Shark Conservation Act Wins Final Congressional Approval
The Humane Society of the United States, Humane Society International and the Humane Society Legislative Fund commend the U.S. House for giving final congressional approval to bipartisan legislation that will increase protection for sharks from the cruel and wasteful practice of shark finning – cutting the fins off a shark and tossing the mutilated live animal back into the ocean to die.
H.R. 81, as amended and approved unanimously in the Senate yesterday, was approved by voice vote in the House, and now heads to the president for signature into law.
The Shark Conservation Act – introduced by Reps. Madeleine Bordallo, D-Guam, Eni Faleomavaega, DAmerican Samoa, and Sen. John Kerry, D-Mass. – requires that sharks be landed with their fins still naturally attached, the only sure way to enforce a ban on finning. H.R. 81 will strengthen the Shark Finning Prohibition Act of 2000 that has been difficult to enforce, closing a loophole in that law that unintentionally allowed vessels to transport fins obtained illegally as long as the sharks were not finned aboard that vessel. Many fisheries target sharks for their valuable fins, which are sold for shark fin soup.
“Cutting off shark’s fins and tossing their live bodies back into the sea is terribly cruel. It’s also a major factor in the severe decline of sharks worldwide and the associated devastating impact on other species in the ocean ecosystem,” said Wayne Pacelle, president and CEO of The HSUS. “The Shark Conservation Act will make the U.S. ban on shark finning more enforceable and strengthen our hand in international negotiations. We urge President Obama to sign H.R. 81 into law quickly.”
Along with praising the legislation’s prime sponsors, the groups extend their thanks to Chairwoman Maria Cantwell, D-Wash., and Ranking Republican Olympia Snowe, R-Maine, whose leadership on the Oceans, Atmosphere, Fisheries, and Coast Guard Subcommittee of the Senate Committee on Commerce, Science and Transportation were instrumental in guiding the bill to Senate passage.
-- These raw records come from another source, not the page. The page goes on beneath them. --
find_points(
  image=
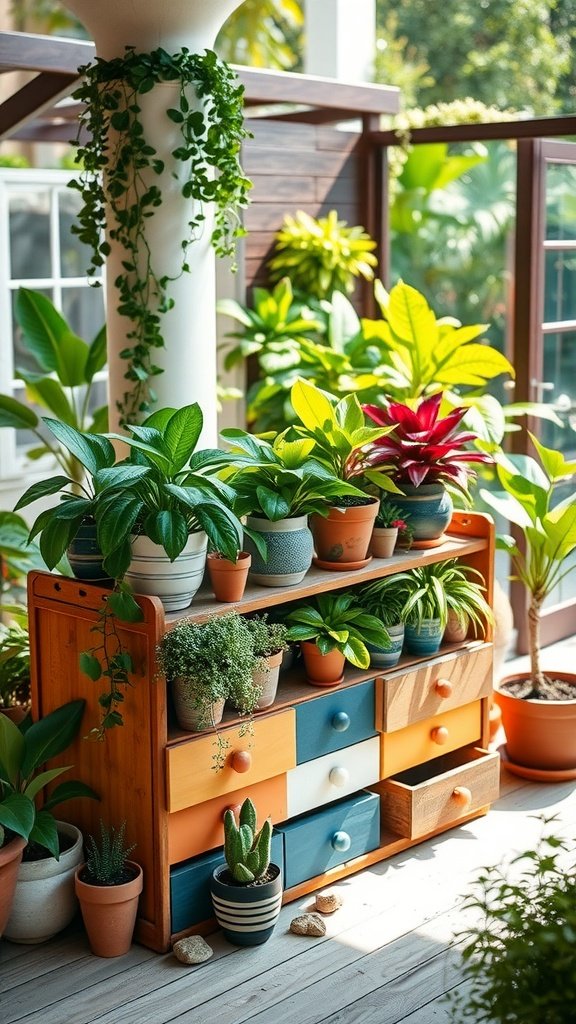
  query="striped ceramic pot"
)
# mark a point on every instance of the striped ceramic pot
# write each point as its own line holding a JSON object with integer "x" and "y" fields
{"x": 247, "y": 914}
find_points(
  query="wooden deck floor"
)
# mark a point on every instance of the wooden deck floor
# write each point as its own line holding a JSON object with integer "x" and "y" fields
{"x": 387, "y": 956}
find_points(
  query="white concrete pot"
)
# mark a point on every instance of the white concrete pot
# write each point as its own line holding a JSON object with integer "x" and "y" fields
{"x": 44, "y": 898}
{"x": 175, "y": 583}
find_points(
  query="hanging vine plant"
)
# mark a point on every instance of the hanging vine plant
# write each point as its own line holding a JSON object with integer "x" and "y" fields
{"x": 121, "y": 175}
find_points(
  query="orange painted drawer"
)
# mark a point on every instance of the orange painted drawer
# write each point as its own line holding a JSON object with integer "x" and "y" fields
{"x": 424, "y": 740}
{"x": 198, "y": 828}
{"x": 438, "y": 794}
{"x": 439, "y": 685}
{"x": 271, "y": 751}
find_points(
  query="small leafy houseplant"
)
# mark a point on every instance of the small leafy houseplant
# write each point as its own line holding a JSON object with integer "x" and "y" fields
{"x": 247, "y": 889}
{"x": 124, "y": 180}
{"x": 518, "y": 955}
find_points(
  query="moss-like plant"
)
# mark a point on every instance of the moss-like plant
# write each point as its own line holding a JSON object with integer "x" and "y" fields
{"x": 118, "y": 182}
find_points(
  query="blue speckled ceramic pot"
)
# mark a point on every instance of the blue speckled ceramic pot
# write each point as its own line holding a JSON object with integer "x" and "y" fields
{"x": 289, "y": 551}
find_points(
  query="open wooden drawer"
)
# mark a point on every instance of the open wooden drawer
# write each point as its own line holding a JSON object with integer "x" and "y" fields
{"x": 439, "y": 793}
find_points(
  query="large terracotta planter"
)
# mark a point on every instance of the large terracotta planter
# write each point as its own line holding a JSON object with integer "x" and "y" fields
{"x": 341, "y": 539}
{"x": 247, "y": 914}
{"x": 10, "y": 856}
{"x": 228, "y": 579}
{"x": 540, "y": 734}
{"x": 110, "y": 912}
{"x": 322, "y": 670}
{"x": 44, "y": 900}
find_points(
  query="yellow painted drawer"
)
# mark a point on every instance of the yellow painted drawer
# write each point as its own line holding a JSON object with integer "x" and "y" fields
{"x": 197, "y": 828}
{"x": 332, "y": 776}
{"x": 270, "y": 752}
{"x": 439, "y": 685}
{"x": 424, "y": 740}
{"x": 438, "y": 794}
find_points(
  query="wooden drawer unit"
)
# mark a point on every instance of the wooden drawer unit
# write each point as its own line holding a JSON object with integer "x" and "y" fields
{"x": 444, "y": 683}
{"x": 425, "y": 740}
{"x": 334, "y": 775}
{"x": 317, "y": 842}
{"x": 339, "y": 719}
{"x": 190, "y": 886}
{"x": 440, "y": 793}
{"x": 192, "y": 779}
{"x": 197, "y": 828}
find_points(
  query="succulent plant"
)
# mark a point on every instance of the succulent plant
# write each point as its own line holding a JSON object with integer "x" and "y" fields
{"x": 247, "y": 851}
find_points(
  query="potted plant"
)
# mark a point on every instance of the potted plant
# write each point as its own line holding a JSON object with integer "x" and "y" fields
{"x": 423, "y": 454}
{"x": 270, "y": 644}
{"x": 518, "y": 955}
{"x": 538, "y": 709}
{"x": 164, "y": 503}
{"x": 331, "y": 630}
{"x": 386, "y": 599}
{"x": 208, "y": 664}
{"x": 247, "y": 890}
{"x": 339, "y": 435}
{"x": 108, "y": 887}
{"x": 278, "y": 484}
{"x": 389, "y": 518}
{"x": 44, "y": 901}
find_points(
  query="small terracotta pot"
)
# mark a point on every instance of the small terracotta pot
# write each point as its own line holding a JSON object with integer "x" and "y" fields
{"x": 227, "y": 578}
{"x": 322, "y": 670}
{"x": 343, "y": 536}
{"x": 383, "y": 542}
{"x": 540, "y": 734}
{"x": 110, "y": 912}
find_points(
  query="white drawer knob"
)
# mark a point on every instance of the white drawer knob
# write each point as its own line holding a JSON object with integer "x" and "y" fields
{"x": 338, "y": 776}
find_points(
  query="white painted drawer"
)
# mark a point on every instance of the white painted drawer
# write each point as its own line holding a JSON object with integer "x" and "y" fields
{"x": 332, "y": 776}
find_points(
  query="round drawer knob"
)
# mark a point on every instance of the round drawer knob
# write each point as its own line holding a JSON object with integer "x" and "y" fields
{"x": 440, "y": 735}
{"x": 340, "y": 721}
{"x": 241, "y": 761}
{"x": 462, "y": 797}
{"x": 338, "y": 776}
{"x": 341, "y": 842}
{"x": 444, "y": 687}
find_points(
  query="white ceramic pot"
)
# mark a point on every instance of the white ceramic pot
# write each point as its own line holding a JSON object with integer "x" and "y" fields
{"x": 175, "y": 583}
{"x": 44, "y": 898}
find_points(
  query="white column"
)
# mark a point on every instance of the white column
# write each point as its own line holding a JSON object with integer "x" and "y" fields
{"x": 340, "y": 39}
{"x": 189, "y": 356}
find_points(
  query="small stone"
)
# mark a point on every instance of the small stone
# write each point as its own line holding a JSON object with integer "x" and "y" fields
{"x": 307, "y": 924}
{"x": 327, "y": 902}
{"x": 193, "y": 949}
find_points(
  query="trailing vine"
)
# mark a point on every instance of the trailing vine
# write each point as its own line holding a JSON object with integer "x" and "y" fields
{"x": 120, "y": 166}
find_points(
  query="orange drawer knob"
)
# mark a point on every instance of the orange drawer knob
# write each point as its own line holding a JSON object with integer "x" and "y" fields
{"x": 440, "y": 735}
{"x": 241, "y": 761}
{"x": 462, "y": 797}
{"x": 444, "y": 687}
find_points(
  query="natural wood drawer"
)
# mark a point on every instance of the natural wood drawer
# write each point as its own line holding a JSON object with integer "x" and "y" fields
{"x": 271, "y": 751}
{"x": 444, "y": 683}
{"x": 420, "y": 742}
{"x": 200, "y": 827}
{"x": 440, "y": 793}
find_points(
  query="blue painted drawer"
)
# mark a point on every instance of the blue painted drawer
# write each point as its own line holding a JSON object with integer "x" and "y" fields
{"x": 190, "y": 886}
{"x": 339, "y": 719}
{"x": 322, "y": 840}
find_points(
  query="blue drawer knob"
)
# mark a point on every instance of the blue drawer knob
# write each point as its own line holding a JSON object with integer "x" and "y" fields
{"x": 340, "y": 721}
{"x": 341, "y": 842}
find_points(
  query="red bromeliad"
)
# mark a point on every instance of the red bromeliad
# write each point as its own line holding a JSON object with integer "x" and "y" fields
{"x": 421, "y": 448}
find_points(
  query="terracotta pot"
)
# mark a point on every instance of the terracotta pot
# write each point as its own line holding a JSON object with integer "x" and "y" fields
{"x": 109, "y": 912}
{"x": 322, "y": 670}
{"x": 540, "y": 734}
{"x": 10, "y": 856}
{"x": 343, "y": 536}
{"x": 383, "y": 542}
{"x": 227, "y": 578}
{"x": 268, "y": 680}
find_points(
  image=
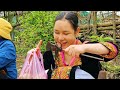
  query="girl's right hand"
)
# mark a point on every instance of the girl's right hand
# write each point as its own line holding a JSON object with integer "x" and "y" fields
{"x": 37, "y": 47}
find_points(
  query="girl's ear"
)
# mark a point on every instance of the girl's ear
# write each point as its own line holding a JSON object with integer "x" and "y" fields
{"x": 77, "y": 32}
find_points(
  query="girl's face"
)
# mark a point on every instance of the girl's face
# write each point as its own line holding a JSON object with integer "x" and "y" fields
{"x": 64, "y": 34}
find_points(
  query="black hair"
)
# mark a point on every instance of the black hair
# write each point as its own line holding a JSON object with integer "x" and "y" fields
{"x": 71, "y": 16}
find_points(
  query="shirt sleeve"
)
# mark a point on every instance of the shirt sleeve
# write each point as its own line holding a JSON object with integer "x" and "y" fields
{"x": 113, "y": 50}
{"x": 7, "y": 53}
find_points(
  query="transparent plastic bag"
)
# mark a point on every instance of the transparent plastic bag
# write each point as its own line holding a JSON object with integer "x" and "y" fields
{"x": 33, "y": 67}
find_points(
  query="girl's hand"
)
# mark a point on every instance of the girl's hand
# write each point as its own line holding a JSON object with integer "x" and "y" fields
{"x": 75, "y": 50}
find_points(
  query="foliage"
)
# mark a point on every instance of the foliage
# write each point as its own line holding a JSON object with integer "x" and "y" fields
{"x": 110, "y": 67}
{"x": 36, "y": 26}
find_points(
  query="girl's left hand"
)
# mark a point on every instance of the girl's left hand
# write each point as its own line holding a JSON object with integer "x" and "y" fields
{"x": 75, "y": 50}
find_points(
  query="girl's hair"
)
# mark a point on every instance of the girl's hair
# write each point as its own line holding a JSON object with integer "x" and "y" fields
{"x": 70, "y": 16}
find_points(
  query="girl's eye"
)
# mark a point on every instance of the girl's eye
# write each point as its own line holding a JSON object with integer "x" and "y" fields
{"x": 56, "y": 32}
{"x": 66, "y": 33}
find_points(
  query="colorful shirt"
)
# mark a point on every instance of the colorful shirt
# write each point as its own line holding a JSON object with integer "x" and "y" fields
{"x": 8, "y": 58}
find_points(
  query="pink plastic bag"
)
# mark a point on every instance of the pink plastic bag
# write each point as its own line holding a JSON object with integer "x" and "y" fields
{"x": 33, "y": 67}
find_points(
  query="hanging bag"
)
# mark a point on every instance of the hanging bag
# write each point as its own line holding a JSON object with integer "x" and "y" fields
{"x": 33, "y": 67}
The groups also thank House Natural Resources Committee Chairman Nick Rahall, D-W.Va., Committee Ranking Member Doc Hastings, R-Wash., and Subcommittee Ranking Member Henry Brown, R-S.C., who worked with Subcommittee Chairwoman Bordallo to bring the bill forward in the House, and Senate Majority Leader Harry Reid, D-Nev., who helped ensure timely approval of this legislation before Congress adjourns, and other Senate cosponsors of the bill including Sen. David Vitter, R-La.
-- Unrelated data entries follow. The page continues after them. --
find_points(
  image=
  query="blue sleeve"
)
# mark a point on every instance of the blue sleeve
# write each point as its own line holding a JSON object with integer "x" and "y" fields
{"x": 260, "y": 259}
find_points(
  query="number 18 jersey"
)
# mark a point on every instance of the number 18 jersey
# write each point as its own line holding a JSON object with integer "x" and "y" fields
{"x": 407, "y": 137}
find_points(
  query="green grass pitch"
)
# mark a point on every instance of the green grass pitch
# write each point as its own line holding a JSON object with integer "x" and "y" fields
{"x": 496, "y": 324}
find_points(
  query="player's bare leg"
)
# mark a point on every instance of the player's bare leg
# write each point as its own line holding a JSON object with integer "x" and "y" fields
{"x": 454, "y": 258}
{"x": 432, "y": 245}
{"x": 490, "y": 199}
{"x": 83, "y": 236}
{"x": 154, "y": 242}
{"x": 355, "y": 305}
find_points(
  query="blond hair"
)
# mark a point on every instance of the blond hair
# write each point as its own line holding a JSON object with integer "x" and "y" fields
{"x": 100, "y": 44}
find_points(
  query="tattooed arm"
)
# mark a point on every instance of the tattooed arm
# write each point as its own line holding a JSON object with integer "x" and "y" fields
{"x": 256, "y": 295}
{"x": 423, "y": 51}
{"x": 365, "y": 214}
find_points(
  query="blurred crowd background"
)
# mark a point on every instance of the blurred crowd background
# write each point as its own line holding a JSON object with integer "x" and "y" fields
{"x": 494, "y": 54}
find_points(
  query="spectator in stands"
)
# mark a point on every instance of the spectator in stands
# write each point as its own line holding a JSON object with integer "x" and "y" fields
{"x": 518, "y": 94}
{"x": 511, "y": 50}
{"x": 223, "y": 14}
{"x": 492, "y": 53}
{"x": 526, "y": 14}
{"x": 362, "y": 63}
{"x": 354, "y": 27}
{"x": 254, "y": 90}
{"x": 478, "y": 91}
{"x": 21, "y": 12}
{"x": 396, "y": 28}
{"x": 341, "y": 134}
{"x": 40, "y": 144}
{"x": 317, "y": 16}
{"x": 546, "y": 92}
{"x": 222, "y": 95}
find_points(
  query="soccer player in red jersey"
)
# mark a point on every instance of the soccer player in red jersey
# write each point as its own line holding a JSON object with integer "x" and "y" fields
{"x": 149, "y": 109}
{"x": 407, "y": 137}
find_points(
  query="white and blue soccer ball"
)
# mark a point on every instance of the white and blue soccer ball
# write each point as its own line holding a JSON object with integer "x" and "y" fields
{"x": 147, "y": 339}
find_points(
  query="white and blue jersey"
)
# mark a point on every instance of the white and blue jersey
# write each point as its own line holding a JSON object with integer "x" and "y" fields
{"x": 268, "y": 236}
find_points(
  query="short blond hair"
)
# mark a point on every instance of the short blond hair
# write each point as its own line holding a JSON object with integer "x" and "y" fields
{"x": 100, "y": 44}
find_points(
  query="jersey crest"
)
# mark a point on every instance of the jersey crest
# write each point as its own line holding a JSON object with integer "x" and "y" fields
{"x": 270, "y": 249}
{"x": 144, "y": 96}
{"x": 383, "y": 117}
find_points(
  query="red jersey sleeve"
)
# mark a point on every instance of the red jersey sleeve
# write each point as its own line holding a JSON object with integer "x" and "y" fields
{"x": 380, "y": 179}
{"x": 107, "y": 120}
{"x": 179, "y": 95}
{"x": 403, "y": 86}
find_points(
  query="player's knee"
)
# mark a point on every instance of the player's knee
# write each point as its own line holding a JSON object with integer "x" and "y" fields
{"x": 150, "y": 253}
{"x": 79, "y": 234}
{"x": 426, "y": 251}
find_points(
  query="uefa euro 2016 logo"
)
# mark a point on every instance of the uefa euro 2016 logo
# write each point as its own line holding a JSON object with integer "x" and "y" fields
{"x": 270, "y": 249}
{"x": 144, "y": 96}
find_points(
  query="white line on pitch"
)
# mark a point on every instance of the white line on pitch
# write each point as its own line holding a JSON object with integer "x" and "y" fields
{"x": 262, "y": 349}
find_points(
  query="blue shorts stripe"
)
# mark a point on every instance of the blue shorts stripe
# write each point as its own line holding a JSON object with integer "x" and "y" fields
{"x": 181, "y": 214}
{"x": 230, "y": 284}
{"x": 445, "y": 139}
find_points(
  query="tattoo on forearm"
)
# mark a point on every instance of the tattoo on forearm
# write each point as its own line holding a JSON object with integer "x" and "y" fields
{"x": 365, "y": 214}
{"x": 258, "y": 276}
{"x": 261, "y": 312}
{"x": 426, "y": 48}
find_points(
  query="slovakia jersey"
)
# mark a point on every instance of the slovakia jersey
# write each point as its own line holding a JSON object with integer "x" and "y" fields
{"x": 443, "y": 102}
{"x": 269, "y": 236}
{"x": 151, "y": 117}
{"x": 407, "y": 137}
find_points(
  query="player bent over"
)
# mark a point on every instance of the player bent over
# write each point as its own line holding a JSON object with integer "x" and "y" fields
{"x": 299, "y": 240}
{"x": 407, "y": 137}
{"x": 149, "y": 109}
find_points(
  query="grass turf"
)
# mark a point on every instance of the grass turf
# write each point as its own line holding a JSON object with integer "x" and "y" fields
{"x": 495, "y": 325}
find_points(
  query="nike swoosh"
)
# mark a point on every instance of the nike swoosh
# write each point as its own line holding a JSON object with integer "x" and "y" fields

In July 2008, the National Oceanic and Atmospheric Administration instituted regulations requiring that sharks be landed with their fins attached, but these regulations applied only to U.S. fisheries in the Atlantic, Caribbean, and Gulf of Mexico, not the Pacific. The Shark Conservation Act will bring the Pacific fisheries into line with the rest of the country’s fins-attached policy, and strengthen the U.S. position in international shark conservation efforts.
- H.R. 81, introduced by Rep. Madeleine Bordallo, D-Guam, had the bipartisan support of 30 cosponsors and passed the House by voice vote with an amendment offered by Rep. Eni Faleomavaega, DAmerican Samoa, on March 2, 2009.
- S. 850, introduced by Sen. John Kerry, D-Mass., had the bipartisan support of 33 cosponsors.
- H.R. 81, with Senate amendments, passed the Senate by unanimous consent on December 20, 2010.
- Up to 73 million sharks are killed each year in targeted fisheries and as bycatch. Shark finning is a major cause of massive declines in shark populations around the world, since retaining only the fins allows fishing operations to kill many more sharks at a time (filling their onboard freezers with just the fins while dumping the bodies overboard).
- When sharks’ fins are cut off and their live bodies are thrown back into the water, the animals suffer a gruesome end, bleeding to death, suffocating because they can’t swim, or being eaten by other sharks.
- As top predators, sharks play an important role in maintaining ecosystem balance. The killing of large numbers of sharks already appears to be affecting other marine species and commercial fisheries. When shark stocks are depleted, their natural prey proliferate and can have a devastating impact on the species they feed on – for example, fewer sharks mean more skates and rays, who in turn have taken a large bite out of scallop and other shellfish populations.
- A national fins-attached policy will provide for improved conservation and management of steeply declining shark populations. It is often impossible to identify a shark species solely by looking at its fins, so landing sharks with fins attached is crucial for tracking which species are caught.
- The Senate-passed bill includes an exemption for smooth dogfish sharks, which are typically caught along the East Coast primarily for their meat. The exemption will put the onus on that fishery to ensure that no fins from any other species are included in smooth dogfish landings.